LGBTQ

Au Royaume-Uni, les attaques homophobes ont augmenté de 147% depuis le vote sur le Brexit

Temps de lecture : 2 min

La fracture allait bien au-delà de l’Union européenne.

Gay pride de Londres, le 27 juin 2015. NIKLAS HALLE'N / AFP
Gay pride de Londres, le 27 juin 2015. NIKLAS HALLE'N / AFP

Difficile d’imaginer de tels chiffres: des statistiques publiées par l’association LGBT Galop montrent une augmentation de 147% des agressions homophobes lors des trois mois qui ont suivis le référendum sur le Brexit, en juin dernier.

Le Guardian, qui relaye l’information, explique que «Galop a aidé 187 personnes LGBT qui ont été victimes de crimes haineux dans les trois mois qui ont suivi le vote sur le référendum, contre 72 pour la même période en 2015». Sur son site, The Independent précise que ces chiffres «suggèrent que les personnes LGBT sont devenues les cibles d’une minorité qui s’est sentie enhardie par le résultat du référendum et qui pensait pouvoir exprimer leur vieille haine parce qu’il estimaient que, selon les mots de l’un des chercheurs, “cela leur laisse croire que tout le monde pense comme eux maintenant”».

Le Guardian rappelle également que l’après-référendum a connu un pic de crimes racistes à l’encontre de minorités ethniques ou d’étrangers. «Plus de 3.000 allégations de crimes haineux ont été rapportées à la police britannique, largement sous forme de harcèlement et de menaces, dans la semaine avant et la semaine après le vote du 23 juin pour le référendum, une augmentation de 42% par rapport à l’année dernière.»

Disparité des peines

De manière générale, au Royaume-Uni, 80% des 467 personnes LGBT interrogées dans le rapport de Galop expliquent avoir été victime d’une agression homophobe dans leur vie.

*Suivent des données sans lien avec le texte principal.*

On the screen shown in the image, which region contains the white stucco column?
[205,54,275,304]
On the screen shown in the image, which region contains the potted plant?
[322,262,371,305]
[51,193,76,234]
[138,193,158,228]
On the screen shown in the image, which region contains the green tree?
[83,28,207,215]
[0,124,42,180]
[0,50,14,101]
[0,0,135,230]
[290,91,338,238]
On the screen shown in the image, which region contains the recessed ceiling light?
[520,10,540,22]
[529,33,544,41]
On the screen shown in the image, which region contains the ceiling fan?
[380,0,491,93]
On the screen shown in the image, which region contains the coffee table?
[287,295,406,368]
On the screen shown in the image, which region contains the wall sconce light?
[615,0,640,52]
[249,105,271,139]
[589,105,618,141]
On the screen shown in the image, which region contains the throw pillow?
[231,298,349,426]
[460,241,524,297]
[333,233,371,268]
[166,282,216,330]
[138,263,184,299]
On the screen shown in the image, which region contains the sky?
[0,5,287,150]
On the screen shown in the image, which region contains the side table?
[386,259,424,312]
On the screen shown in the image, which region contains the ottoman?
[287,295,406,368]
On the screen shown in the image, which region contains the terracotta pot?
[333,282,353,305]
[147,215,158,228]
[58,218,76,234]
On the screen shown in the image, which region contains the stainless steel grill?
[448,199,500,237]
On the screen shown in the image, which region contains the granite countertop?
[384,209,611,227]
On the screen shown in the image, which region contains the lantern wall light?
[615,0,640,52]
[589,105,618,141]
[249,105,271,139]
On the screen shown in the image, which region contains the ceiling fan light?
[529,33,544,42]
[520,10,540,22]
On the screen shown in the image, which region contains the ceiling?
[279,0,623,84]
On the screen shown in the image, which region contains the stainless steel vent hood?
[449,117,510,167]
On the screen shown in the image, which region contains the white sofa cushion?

En revanche, seulement 25% d’entre eux l’ont rapporté à la police, estimant souvent que celle-ci n’était pas capable de faire appliquer la loi.

Nik Noone, dirigeant de Galop, explique ainsi:

«Les réponses du Royaume-Uni aux crimes haineux sont parmi les meilleures dans le monde, mais nos lois contre ces crimes haineux sont loin d’être parfaites. La peine la plus lourde qu’une cour peut donner dans le cadre d'une agression homophobe, transophobe ou sur une personne handicapée est de six mois. C’est juste un quart des deux ans maximum pour les agressions liées aux origines ethniques ou à la religion. Cette disparité doit être corrigée.»

C’est cette «hiérarchie des crimes haineux» qui rend les membres de la communauté LGBT méfiants vis-à-vis de la justice et que les législateurs devront prendre en charge dans ce pays où tout est en train de changer.